Friday, May 28, 2010
S.C. Says Jury Experiment in Death Penalty Case Was Proper
By KENNETH OFGANG, Staff Writer
The California Supreme Court yesterday upheld the death sentence imposed after a 1993 trial, rejecting the original trial judge’s conclusion that jurors conducted an improper experiment during deliberations.
Justice Carol Corrigan, writing for the court, said jurors were properly acting on the evidence before them when they conducted their own tests in order to determine the trajectory at which a convicted killer fired at his victim.
The high court upheld Scott Forrest Collins’ convictions and sentence on charges of first degree murder, robbery, and kidnapping for robbery, with special circumstances of kidnapping-murder and robbery-murder. Los Angeles Superior Court Judge Howard Schwab, since retired, condemned Collins to die for the murder of Fred Rose, 41, a construction superintendent.
Rose’s body was found in North Hollywood several hours after he failed to return from lunch to his jobsite in the Antelope Valley. Prosecutors said Collins, a multiple convicted felon who had been released on parole a month earlier, abducted Rose, used his ATM card to withdraw money from a bank, and then shot him in the back of the head and dumped the body.
Collins and several others were arrested when the vehicle in which they were riding—Rose’s 1983 Oldsmobile Cutlass—was involved in a crash in Kern County the day after the murder. Collins denied knowing anything about the car theft or the murder, but eventually told police that he had found the car—with keys, Rose’s wallet, and a card with his bank name and ATM PIN number written down on it inside—and taken it because he needed transportation to Bakersfield.
After the jury returned its verdict in Collins’ 1993 trial, Judge Leon Kaplan—who is now retired—granted the defendant’s motion for a new penalty trial based on juror misconduct. Kaplan said the defendant’s right to be tried solely on the evidence had been violated because jurors had used a protractor and string during deliberations to show the trajectory of the fatal bullet.
The judge also faulted a juror for using his home computer to make a diagram of the crime. The juror involved was a war veteran who said the diagram confirmed his belief that the victim was shot execution-style, which the prosecution argued as one of the reasons why the death penalty should be imposed.
After granting the motion, Kaplan recused himself from any further proceedings, saying he could not continue because of what he characterized as “personal attacks on this court which have been ongoing and relentless” by then-Deputy District Attorney Lea Purwin D’Agostino. The prosecutor had accused him of making erroneous rulings motivated by an anti-death penalty bias.
The district attorney appealed the order granting a new trial, and the Court of Appeal reversed, sending the case back to the trial court for further proceedings. The case was reassigned to Schwab, who denied the automatic motion to modify the verdict and imposed sentence.

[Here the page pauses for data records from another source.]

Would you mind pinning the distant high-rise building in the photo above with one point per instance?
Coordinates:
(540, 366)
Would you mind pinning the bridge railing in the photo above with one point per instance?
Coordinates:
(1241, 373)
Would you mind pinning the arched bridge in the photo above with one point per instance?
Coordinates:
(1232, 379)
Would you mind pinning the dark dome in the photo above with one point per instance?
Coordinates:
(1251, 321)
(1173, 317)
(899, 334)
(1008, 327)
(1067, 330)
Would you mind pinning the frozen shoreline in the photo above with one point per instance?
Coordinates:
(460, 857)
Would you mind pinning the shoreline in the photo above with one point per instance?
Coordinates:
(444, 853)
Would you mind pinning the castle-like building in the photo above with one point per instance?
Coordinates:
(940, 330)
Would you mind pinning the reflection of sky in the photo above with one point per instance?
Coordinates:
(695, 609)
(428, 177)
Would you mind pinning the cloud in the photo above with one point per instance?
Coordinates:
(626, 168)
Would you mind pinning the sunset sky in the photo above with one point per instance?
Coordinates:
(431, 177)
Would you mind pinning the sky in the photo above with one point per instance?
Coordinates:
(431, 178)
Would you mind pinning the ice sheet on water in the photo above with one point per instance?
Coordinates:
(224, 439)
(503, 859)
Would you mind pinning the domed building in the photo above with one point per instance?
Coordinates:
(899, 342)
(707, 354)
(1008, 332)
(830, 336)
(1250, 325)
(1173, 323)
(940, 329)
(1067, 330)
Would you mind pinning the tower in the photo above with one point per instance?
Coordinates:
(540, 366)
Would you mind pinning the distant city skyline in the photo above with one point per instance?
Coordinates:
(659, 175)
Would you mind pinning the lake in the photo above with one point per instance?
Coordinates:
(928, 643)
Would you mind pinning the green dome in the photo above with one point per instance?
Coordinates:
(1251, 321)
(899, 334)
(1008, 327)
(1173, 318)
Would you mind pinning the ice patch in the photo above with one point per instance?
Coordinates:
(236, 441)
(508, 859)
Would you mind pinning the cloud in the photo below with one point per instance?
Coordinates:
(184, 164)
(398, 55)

According to a newspaper account of the sentencing, Schwab called the killing “a senseless, vicious murder,” saying Rose “was robbed and killed in a totally cold-blooded manner . . . exactly one month to the day that Mr. Collins was released from prison.’’
Corrigan, writing for the high court, cited a series of cases dating back a century and explained that a jury room experiment is only improper if it involves matters extrinsic to the evidence presented in the courtroom.
“Within the range discussed by Dr. Sherry [the pathologist who conducted the autopsy] and the variety of possible physical positions, jurors conducted a demonstration to evaluate alternatives that could have produced the downward trajectory of Rose’s wound,” the jurist wrote. “The jurors directed Juror C.C. to assume various positions. They specifically examined the prosecution’s theory that Rose was ‘executed’ while on his knees, and also considered whether Rose was shot while standing with his head tilted back. Their evaluation critically considered the evidence presented. It did not invade a new field.”
Corrigan also said there was nothing improper about a juror making a diagram to confirm what his own experiences told him about the evidence.
The justice reasoned:
“...Juror G.B’s computer use was part of his individual contemplation of the evidence after the matter had been submitted to the jury.... The jury’s demonstration in the deliberation room was simply a ‘more critical examination’ of the evidence admitted....In neither situation did jurors receive extrinsic evidence. As a result, there was no basis for the trial court’s conclusion that jurors committed misconduct, and thus no basis for granting of a new penalty phase trial.”
The case was argued in the Supreme Court by Deputy State Public Defender Kent Barkhurst of San Francisco for the defense and Deputy Attorney General Theresa A. Patterson of Los Angeles for the prosecution.
The case is People v. Collins, 10 S.O.S. 2850.